Ordinary Cubans for a Democratic World / Ignacio Estrada

By: Ignacio Estrada

Havana, Cuba. There have not been many Cubans since the immigration reforms who have taken a plane to the democratic world, to fulfill the role of true doves or pigeons, messengers from a nation that through them sends a message to each person who is a lover of freedom.

The country is proud to see them sending the message of a nation that for years longed to describe it, and has been forced to do so through alternative media. The real-time Cuba is being told in these moment by those who did not hesitate for a moment to board the first aircraft to, go to fulfill a noble task which, rather than enrichment, we will see what consequences it brings them when they return to our island?

There are many who cackle and try with the old tricks of the past to distort this reality that is already being experienced by the protagonists, followed by countless citizens of this universe and collected in the few media that exist.

People who pose as doves or pigeons have names, and no matter how much time they spend burning the midnight oil like many say, confronting the Cuban regime. The important thing is not only are journalists, writers, administrators, bloggers and human rights activists, above all this. They are courageous Cubans who do not hesitate for a moment, to call things by their name.

Each one is an example of the wider thinking of Cuban civil society, from the intelligentsia to those who peacefully take to the streets to demand the release of their loved ones armed with the unique weapon of a gladiolus.

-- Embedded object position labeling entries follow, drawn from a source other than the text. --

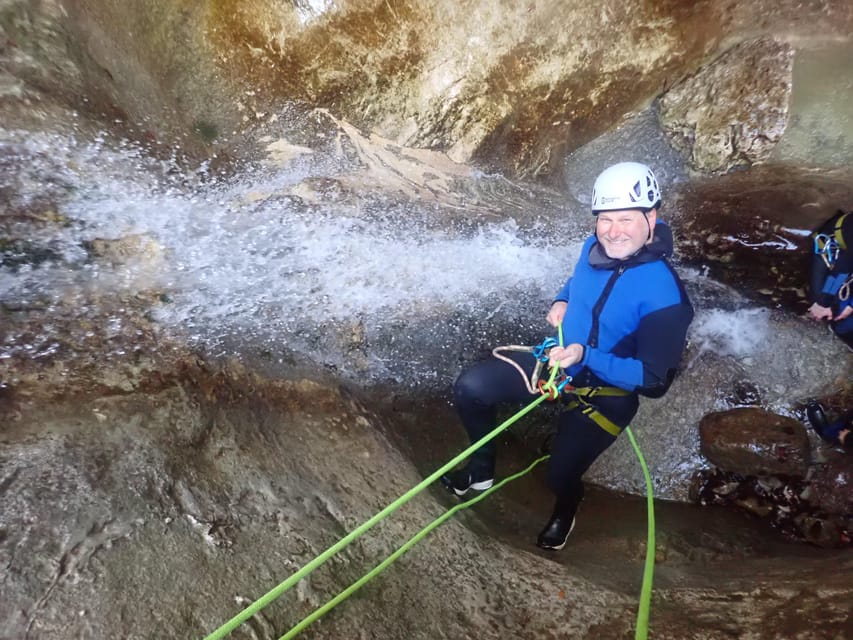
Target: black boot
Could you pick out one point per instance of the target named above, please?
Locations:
(558, 528)
(478, 475)
(817, 418)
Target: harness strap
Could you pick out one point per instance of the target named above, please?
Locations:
(597, 417)
(591, 392)
(828, 246)
(839, 237)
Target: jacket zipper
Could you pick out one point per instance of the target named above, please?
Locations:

Berta Soler, Yoani Sanchez, Rosa Maria Paya, Orlando Luis Pardo Lazo and Eleicer Avila belong to different generations and also have different thoughts and political currents. But only one truth unites them and that’s what matters, it is this which makes them the protagonists of what I now want to call a real Operation Truth.

The recognition was not enough to honor these who weren’t even for an instant those who cried, “I won’t travel!” “I’ll want to see what happens to the first ones who travel and who then return, and then I’ll travel!” Words that many repeated although looking at some of those boarding one of those steel birds, which for decades has been the dream of Cubans.

What each expresses during their journey, the way in which they do it, is as if they are fully entitled to exercise the right of freedom of expression. A right that is only paraphrased in the alternative media on the island.

I am also one of those who wish to travel, I am among those who want to narrate our daily lives not only as a communicator, nor as Cuban more than this, I would like to do it from my point of view as a person living with HIV/AIDS for 12 years. I have a passport, but I have no money now, I trust in God and friends I also, at the right time, will be able to leave and tell the truth of the community.

Whoever criticizes, criticize the history already written. We will only achieve part of it when with tears, sweat and blood we can also write our own page.

In my note I do not want to ask a vow of silence from anyone, on the contrary I want to urge them to write beyond any personal grudge or professional envy. We don’t all have to thing and say we have the right to be diverse.

We recognize that these Cubans are in these moments those who are fulfilling Pope John Paul’s words, Open the Doors of Cuba to the World. Making their way through the democratic world.